Located north of
Australia’s mainland is the third largest island country in the world, Papua
New Guinea. Its capital, Port Moresby, is on the island’s south-eastern coast.
With a population of eight million people, Papua New Guinea (PNG) has 851 known
languages making it the most linguistically diverse country in the world. The
majority of its people live in remote villages with only 13% of its population
located in urban areas. Administered by Australia from the early 1900s, Papua
New Guinea gained its independence in 1975.
During World War 2 a
series of land battles were fought from July to November 1942 between Australia
and Japan. The objective for the Japanese was to capture Port Moresby to take
control of Papua and have a base from which to attack the Australian mainland
and isolate them from the United States. Their strategy was to advance from the
north coast through the Kokoda Trail and over the Owen Stanley Mountain range.

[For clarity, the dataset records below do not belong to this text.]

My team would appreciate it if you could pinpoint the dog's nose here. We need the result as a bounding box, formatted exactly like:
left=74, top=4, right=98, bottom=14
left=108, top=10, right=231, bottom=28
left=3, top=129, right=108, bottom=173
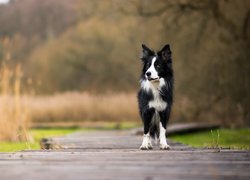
left=146, top=72, right=151, bottom=77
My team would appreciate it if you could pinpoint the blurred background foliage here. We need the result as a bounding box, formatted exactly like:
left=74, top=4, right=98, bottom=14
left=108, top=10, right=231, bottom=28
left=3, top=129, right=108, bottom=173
left=0, top=0, right=250, bottom=127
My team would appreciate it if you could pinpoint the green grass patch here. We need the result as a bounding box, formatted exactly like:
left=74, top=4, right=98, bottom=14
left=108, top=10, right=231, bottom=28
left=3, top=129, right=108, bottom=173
left=170, top=128, right=250, bottom=150
left=0, top=128, right=79, bottom=152
left=0, top=122, right=138, bottom=152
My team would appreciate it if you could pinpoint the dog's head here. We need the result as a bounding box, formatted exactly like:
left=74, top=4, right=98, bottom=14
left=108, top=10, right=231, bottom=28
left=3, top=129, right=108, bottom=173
left=141, top=44, right=172, bottom=81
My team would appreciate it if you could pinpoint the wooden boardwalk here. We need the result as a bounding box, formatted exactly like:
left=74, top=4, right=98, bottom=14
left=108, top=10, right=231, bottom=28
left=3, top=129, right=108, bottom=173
left=0, top=131, right=250, bottom=180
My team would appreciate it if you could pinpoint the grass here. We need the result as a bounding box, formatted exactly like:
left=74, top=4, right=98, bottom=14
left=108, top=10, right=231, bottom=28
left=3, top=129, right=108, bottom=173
left=0, top=128, right=79, bottom=152
left=170, top=128, right=250, bottom=150
left=0, top=122, right=138, bottom=152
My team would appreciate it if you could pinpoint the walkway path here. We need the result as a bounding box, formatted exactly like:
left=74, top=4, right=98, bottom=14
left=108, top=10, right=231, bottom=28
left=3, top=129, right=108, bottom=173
left=0, top=131, right=250, bottom=180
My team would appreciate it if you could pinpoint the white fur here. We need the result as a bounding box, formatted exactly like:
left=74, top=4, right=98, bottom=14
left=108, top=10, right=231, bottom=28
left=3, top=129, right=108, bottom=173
left=141, top=78, right=167, bottom=111
left=159, top=122, right=170, bottom=150
left=140, top=133, right=153, bottom=150
left=146, top=57, right=159, bottom=79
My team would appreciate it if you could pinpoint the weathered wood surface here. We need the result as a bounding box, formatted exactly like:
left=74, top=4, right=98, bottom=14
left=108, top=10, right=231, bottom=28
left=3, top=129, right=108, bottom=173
left=0, top=131, right=250, bottom=180
left=131, top=122, right=220, bottom=135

The battle for the Australians was extremely difficult. Australian troops
consisting of 2,000 soldiers were up against 10,000 elite Japanese troops who
were determined to capture the capital.
The battle conditions
for both sides were appalling. The Kokoda Trail was a narrow, single dirt track
with steep climbs up mountains, followed by steep descents into deep valleys.
Surrounded by dense jungle, movement was slow, exhausting and all on foot.
Heavy equipment, ammunition and supplies had to be carried and when it rained –
daily rainfall of 10in (25cm) was not uncommon - the track turned into
calf-deep mud. If this wasn’t hard enough, add mosquitoes, leeches, heat and
humidity to the already rain-drenched soldiers. Food supply was limited, a cup
of tea or coffee was often just a dream.
Along with hundreds of
hikers who walk the trail every year, I embarked on a journey to test my mettle
and to honour the soldiers who battled in this campaign. My trek began in the
town of Kokoda on the north side of the track where on the edge of a grassy
oval were four white memorial stones, dedicated to those who fought here. At
the edge of the village, I crossed beneath a set of arches that marked the
official start of the Kokoda Trail.
From here I will be
heading up the mountain for nearly 50% of the trip and descending for the
remainder of the trek to Owers’ Corner. Steep elevation changes, numerous river
crossings, deep vegetation and plenty of bogginess awaits.
Without further ado, I headed into the jungle.